Choosing the Right Similarity Algorithm

The Lesson

Before choosing a similarity algorithm, understand whether your data uses binary membership (item has feature or doesn't) or continuous scores (item has every feature at varying levels). Set-based metrics like Jaccard collapse to a constant when every item has every feature — the signal is in the scores, not the membership, and score-based metrics like cosine similarity are required.

Context

The JobClass warehouse includes an occupation similarity feature that identifies which occupations require similar skills.

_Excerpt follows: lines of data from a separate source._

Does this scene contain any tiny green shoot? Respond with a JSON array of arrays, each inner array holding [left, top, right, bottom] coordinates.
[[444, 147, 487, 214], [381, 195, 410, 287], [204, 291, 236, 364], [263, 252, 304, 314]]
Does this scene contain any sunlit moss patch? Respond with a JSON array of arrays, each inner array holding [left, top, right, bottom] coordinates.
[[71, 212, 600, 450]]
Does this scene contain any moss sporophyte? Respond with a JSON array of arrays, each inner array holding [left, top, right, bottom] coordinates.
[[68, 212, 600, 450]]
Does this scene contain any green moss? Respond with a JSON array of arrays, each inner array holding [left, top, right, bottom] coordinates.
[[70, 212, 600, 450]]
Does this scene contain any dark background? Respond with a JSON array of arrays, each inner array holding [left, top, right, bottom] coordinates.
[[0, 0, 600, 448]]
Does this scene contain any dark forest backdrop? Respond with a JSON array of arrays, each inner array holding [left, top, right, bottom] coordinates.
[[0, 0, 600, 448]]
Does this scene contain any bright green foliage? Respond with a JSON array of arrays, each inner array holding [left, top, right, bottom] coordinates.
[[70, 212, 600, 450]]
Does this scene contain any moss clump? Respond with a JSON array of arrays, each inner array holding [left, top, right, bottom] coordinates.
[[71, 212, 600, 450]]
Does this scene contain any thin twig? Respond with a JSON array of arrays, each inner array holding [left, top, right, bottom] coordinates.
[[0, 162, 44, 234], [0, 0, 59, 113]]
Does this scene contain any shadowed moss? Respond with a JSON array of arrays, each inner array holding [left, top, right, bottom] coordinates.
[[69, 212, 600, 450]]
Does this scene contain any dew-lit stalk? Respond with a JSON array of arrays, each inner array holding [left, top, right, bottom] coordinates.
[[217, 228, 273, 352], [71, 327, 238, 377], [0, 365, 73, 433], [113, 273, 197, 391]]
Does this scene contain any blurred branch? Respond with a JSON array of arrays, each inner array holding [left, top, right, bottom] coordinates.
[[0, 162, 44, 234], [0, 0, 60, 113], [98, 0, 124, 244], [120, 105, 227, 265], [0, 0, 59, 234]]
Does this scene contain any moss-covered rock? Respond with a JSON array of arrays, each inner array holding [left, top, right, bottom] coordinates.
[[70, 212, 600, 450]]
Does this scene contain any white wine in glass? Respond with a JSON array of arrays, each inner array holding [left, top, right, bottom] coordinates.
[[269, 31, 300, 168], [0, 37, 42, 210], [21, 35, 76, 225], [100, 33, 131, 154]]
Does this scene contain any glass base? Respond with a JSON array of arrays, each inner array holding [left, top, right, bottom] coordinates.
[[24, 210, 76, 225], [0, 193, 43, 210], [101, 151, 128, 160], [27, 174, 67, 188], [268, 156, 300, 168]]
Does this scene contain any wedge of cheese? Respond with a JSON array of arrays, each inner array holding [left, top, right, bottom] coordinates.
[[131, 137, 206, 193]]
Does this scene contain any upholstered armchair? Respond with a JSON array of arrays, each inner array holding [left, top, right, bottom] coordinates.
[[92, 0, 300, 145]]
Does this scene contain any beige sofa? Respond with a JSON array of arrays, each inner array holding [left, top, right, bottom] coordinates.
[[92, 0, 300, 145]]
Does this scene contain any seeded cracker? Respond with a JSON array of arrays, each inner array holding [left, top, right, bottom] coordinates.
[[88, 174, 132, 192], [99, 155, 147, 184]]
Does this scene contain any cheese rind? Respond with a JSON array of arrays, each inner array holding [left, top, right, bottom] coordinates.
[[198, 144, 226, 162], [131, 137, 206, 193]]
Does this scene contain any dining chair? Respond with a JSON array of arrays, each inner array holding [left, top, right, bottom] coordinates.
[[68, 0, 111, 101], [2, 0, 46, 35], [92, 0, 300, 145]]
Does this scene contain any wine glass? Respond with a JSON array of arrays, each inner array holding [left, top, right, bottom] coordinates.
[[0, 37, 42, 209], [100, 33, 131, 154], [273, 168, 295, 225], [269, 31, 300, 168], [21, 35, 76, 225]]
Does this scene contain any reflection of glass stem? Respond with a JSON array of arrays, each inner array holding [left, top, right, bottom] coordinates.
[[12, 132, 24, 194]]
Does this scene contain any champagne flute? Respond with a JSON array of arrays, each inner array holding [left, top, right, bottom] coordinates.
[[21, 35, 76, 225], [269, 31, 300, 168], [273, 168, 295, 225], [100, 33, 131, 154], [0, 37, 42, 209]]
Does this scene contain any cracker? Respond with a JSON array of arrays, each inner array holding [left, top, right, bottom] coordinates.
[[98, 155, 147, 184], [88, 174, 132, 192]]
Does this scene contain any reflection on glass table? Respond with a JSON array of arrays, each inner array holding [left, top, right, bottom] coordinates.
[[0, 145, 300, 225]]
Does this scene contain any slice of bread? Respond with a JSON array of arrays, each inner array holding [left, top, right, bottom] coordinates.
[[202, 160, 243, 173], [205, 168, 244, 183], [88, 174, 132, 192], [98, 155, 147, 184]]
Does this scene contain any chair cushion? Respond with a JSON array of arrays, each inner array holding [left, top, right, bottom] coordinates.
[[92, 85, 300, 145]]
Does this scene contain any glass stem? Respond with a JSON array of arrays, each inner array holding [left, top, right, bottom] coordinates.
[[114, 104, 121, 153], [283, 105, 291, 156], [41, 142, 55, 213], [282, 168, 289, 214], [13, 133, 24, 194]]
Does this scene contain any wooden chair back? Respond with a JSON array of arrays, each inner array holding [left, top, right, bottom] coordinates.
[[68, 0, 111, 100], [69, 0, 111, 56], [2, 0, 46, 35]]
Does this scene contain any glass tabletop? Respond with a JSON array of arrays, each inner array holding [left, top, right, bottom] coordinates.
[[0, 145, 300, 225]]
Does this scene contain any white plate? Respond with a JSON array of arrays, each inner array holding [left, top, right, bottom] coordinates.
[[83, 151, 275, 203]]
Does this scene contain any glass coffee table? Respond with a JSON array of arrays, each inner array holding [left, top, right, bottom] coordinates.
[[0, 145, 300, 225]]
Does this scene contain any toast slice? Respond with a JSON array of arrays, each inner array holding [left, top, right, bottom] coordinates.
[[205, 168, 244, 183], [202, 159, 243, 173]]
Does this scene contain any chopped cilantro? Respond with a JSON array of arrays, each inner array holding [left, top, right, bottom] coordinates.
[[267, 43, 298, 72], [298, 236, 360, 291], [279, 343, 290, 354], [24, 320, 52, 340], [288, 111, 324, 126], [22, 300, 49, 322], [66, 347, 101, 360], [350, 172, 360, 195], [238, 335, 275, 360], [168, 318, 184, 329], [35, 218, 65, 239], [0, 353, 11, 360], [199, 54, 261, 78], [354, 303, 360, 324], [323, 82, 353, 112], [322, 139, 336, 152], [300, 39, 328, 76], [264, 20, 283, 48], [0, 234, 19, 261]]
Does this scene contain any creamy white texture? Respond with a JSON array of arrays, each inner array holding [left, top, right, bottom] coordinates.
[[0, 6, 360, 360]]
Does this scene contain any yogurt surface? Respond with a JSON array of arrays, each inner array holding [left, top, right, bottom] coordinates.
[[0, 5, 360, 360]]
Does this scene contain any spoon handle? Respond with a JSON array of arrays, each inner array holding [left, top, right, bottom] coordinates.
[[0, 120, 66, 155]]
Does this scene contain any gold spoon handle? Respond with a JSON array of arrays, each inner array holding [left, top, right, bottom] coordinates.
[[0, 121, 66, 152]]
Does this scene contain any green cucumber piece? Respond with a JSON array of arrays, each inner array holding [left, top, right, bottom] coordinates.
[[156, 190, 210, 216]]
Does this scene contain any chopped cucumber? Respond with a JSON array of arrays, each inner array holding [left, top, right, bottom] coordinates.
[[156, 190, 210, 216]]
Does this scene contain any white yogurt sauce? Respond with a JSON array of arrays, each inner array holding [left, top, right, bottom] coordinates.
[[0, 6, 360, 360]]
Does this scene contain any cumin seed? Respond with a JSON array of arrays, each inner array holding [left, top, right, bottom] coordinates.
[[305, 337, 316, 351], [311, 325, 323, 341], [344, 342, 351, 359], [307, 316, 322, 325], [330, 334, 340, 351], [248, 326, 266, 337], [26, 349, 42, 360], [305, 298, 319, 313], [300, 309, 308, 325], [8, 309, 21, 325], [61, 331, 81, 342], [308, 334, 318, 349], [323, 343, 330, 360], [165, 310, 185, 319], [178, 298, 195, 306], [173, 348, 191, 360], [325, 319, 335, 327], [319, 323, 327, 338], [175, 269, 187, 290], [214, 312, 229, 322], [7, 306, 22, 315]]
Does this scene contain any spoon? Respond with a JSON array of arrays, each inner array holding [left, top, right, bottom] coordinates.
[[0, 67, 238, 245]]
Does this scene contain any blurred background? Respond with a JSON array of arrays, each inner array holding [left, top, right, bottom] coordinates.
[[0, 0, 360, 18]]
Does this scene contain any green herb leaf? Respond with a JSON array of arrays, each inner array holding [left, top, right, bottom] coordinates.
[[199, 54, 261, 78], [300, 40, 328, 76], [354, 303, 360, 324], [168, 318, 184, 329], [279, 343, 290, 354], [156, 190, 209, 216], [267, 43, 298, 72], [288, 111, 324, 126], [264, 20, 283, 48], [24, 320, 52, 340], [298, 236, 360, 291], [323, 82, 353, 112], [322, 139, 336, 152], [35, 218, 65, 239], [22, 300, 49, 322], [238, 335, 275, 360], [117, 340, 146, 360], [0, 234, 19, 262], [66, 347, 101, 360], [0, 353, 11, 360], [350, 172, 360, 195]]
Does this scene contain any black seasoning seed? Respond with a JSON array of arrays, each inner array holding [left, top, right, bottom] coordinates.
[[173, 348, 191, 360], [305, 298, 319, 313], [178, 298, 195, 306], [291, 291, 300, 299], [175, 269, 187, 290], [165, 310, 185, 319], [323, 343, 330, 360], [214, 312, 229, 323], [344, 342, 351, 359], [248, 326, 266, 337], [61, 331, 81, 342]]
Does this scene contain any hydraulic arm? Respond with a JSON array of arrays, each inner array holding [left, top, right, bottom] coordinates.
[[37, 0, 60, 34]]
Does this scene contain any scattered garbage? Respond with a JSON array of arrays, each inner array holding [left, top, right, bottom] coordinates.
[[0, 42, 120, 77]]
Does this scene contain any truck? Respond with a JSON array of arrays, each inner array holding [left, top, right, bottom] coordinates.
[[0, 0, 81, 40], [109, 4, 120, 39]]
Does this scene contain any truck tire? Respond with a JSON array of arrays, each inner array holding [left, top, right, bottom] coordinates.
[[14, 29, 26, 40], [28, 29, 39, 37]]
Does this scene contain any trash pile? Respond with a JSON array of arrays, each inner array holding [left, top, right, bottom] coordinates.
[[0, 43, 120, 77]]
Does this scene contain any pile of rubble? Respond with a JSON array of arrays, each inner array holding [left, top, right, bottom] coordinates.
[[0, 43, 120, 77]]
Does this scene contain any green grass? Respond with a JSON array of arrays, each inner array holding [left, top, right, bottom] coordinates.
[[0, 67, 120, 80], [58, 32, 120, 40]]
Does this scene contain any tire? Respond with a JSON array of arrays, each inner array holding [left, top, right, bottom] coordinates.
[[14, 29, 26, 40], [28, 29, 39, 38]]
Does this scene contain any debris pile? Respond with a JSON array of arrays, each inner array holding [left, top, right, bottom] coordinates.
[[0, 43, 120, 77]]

O*NET rates all 35 skills for every occupation on importance scales from 1 to 5, producing a dense matrix where every occupation has every skill — they differ only in how much each skill matters. The initial implementation used Jaccard similarity and produced a useless result: 100% similarity between every pair of occupations.

What Happened

Jaccard similarity was implemented as the initial algorithm. Jaccard computes |A ∩ B| / |A ∪ B| — the intersection divided by the union of two sets. It's a standard choice for set-based similarity and works well when items either have a feature or don't (e.g., recipe ingredients, document tags).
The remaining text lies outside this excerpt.